Just as important as your Sixth Form’s academic provision is life outside the classroom. The A level programme is undoubtedly intense, and although you will need to work hard to secure top grades and your university offers, it is important for your mental wellbeing that there are opportunities for you to explore your interests outside of your A level studies, have fun and socialise, and develop as a well-rounded individual. Co-curricular and enrichment activities are also great material for your Personal Statement, and universities such as Oxford and Cambridge love to see that students have more than one string to their bow. 

  • What co-curricular and enrichment activities does your Sixth Form offer? 

  • Is enrichment compulsory? 

  • Is there a good mix of co-curricular opportunities; for example, those with an academic focus as well as sport, music, drama etc? 

  • Do students have a say in the enrichment activities on offer? Is there capacity for students to set-up their own clubs? 


  1. How big are the class sizes, and what is expected in terms of the school day and uniform? 

Sixth Forms come in all shapes and sizes, and it is important that you find one with the right atmosphere for you. Some students prefer to be part of a large school community; others benefit from smaller class sizes and more one-to-one support.
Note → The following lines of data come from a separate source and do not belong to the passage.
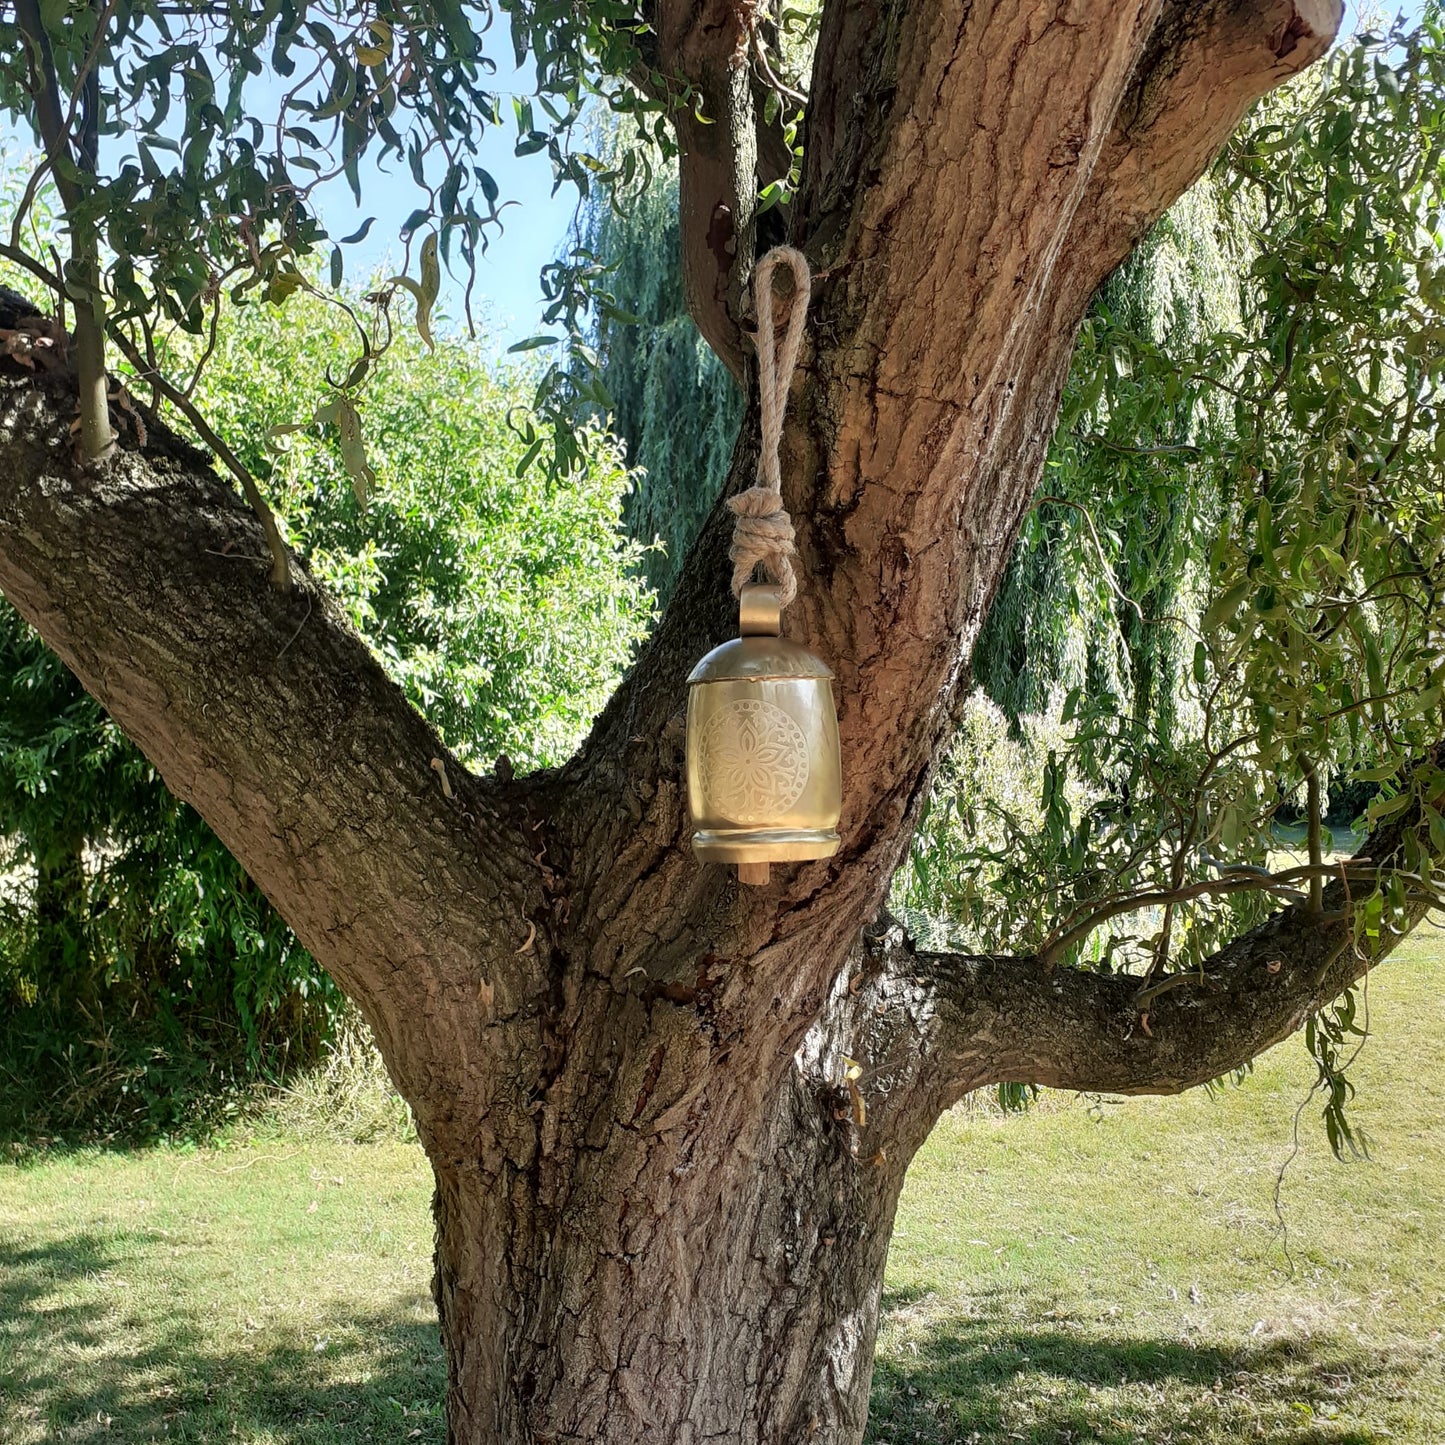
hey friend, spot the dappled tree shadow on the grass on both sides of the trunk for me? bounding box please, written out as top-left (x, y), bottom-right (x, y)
top-left (0, 1231), bottom-right (1398, 1445)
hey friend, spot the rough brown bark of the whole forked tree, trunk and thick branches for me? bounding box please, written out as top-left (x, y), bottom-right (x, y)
top-left (0, 0), bottom-right (1364, 1445)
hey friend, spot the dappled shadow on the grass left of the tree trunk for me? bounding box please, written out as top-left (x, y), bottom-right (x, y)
top-left (0, 1233), bottom-right (447, 1445)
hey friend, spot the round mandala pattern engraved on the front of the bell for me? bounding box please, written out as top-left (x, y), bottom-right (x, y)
top-left (702, 698), bottom-right (808, 824)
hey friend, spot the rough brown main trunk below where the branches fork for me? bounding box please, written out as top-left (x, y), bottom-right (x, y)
top-left (421, 1005), bottom-right (903, 1445)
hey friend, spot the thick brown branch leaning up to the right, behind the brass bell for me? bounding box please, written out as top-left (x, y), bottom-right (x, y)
top-left (549, 0), bottom-right (1340, 1103)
The structure of the school day may also vary from Sixth Form to Sixth Form. Everyone is different, but make sure you ask the right questions to understand what will be expected of you.  

  • Is the atmosphere formal or informal?  

  • Is there a school uniform or dress code in the Sixth Form? 

  • What is the average class size? 

  • Is there compulsory morning registration, or can students come in for their first lesson and leave when lessons finish?